Canada and United States qualified for 2019 FIFA Women's World Cup. Panama and Jamaica entered into the third place play-off.

===Third place play-off===

  : Mills 74', Cedeño 115'
  : Shaw 14', Brown 95'

Jamaica qualified for 2019 FIFA Women's World Cup. Panama entered CONCACAF–CONMEBOL play-off vs. Argentina.

===Final===

  : Lavelle 2', Morgan 89'

| 2018 CONCACAF Women's Championship winners |
|---|
| United States 8th title |

==Awards==
===Individual awards===
The following awards were given at the conclusion of the tournament.

| Award | Player |
|---|---|
| Golden Ball | Julie Ertz |
| Golden Boot | Alex Morgan (7 goals) |
| Golden Glove | Yenith Bailey |
| Young Player | Jody Brown |
| Fair Play | United States |

Best XI
| Goalkeepers | Defenders | Midfielders | Forwards |
|---|---|---|---|
| Yenith Bailey | Kelley O'Hara; Quinn; Abby Dahlkemper; Crystal Dunn; | Jessie Fleming; Julie Ertz; Lindsey Horan; | Tobin Heath; Alex Morgan; Megan Rapinoe; |

==Qualification for international tournaments==

===Qualified teams for FIFA Women's World Cup===
The following three teams from CONCACAF qualified for the 2019 FIFA Women's World Cup. Panama failed to qualify losing out the play-off to 2018 Copa América Femenina third-placed team, Argentina.

| Team | Qualified on | Previous appearances in FIFA Women's World Cup^{1} |
|---|---|---|
| Canada | 14 October 2018 | 6 (1995, 1999, 2003, 2007, 2011, 2015) |
| United States | 14 October 2018 | 7 (1991, 1995, 1999, 2003, 2007, 2011, 2015) |
| Jamaica | 17 October 2018 | 0 (debut) |

^{1} Bold indicates champions for that year.

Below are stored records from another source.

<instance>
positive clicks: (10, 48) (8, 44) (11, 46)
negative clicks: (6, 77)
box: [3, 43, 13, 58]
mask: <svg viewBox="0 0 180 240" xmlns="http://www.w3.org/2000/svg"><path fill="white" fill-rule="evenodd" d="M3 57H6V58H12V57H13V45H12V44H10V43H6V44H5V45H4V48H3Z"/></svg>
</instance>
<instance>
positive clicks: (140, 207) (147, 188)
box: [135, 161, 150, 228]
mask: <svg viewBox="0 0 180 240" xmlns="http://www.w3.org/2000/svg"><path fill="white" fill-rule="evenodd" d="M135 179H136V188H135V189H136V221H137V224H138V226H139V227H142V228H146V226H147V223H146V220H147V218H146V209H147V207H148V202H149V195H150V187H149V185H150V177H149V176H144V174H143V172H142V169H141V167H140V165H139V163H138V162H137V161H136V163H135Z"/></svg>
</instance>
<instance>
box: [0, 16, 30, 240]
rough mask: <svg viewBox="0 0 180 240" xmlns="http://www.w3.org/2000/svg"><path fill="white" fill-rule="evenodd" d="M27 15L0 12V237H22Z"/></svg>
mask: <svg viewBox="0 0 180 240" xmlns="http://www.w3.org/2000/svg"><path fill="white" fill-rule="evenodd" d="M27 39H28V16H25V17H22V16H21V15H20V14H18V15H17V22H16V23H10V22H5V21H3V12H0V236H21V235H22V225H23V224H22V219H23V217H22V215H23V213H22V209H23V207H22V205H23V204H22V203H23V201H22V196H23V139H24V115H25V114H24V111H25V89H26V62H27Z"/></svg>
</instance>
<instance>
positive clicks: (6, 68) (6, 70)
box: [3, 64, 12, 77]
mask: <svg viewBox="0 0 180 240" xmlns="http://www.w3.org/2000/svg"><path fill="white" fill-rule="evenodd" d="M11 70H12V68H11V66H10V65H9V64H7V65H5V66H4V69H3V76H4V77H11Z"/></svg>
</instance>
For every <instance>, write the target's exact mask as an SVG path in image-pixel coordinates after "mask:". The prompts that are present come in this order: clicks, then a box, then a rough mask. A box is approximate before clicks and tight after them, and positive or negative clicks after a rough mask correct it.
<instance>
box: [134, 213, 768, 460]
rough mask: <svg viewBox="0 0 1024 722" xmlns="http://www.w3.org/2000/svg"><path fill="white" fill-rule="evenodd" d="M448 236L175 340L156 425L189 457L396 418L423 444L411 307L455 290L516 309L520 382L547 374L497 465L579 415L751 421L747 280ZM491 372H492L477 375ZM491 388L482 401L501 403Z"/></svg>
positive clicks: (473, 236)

Italic indicates hosts for that year.

===Qualified teams for Pan American Games===
The tournament was used to determine the four teams from CONCACAF which would qualify for the 2019 Pan American Games women's football tournament. The top team from each of the three zones, i.e., Caribbean (CFU), Central American (UNCAF), and North American (NAFU), would qualify, with the fourth team to be determined by CONCACAF at a later date. However, both United States and Canada declined to participate to focus on the 2019 FIFA Women's World Cup, so Mexico qualified for the North American berth.

| Team | Zone | Qualified on | Previous appearances in Pan American Games^{2} |
|---|---|---|---|
| Jamaica | CFU | 11 October 2018 | 1 (2007) |
| Panama | UNCAF | 11 October 2018 | 1 (2007) |
| Mexico | NAFU | 2019 (confirmed by CONCACAF) | 5 (1999, 2003, 2007, 2011, 2015) |
| Costa Rica | UNCAF | 2019 (confirmed by CONCACAF) | 4 (1999, 2003, 2011, 2015) |

^{2} Bold indicates champions for that year. Italic indicates hosts for that year.

==Controversy==
In the 89th minute of the final match, Alex Morgan was offside when she scored the second goal for the USA, but the referee did not invalidate the goal. Video assistant referee was not used in this tournament.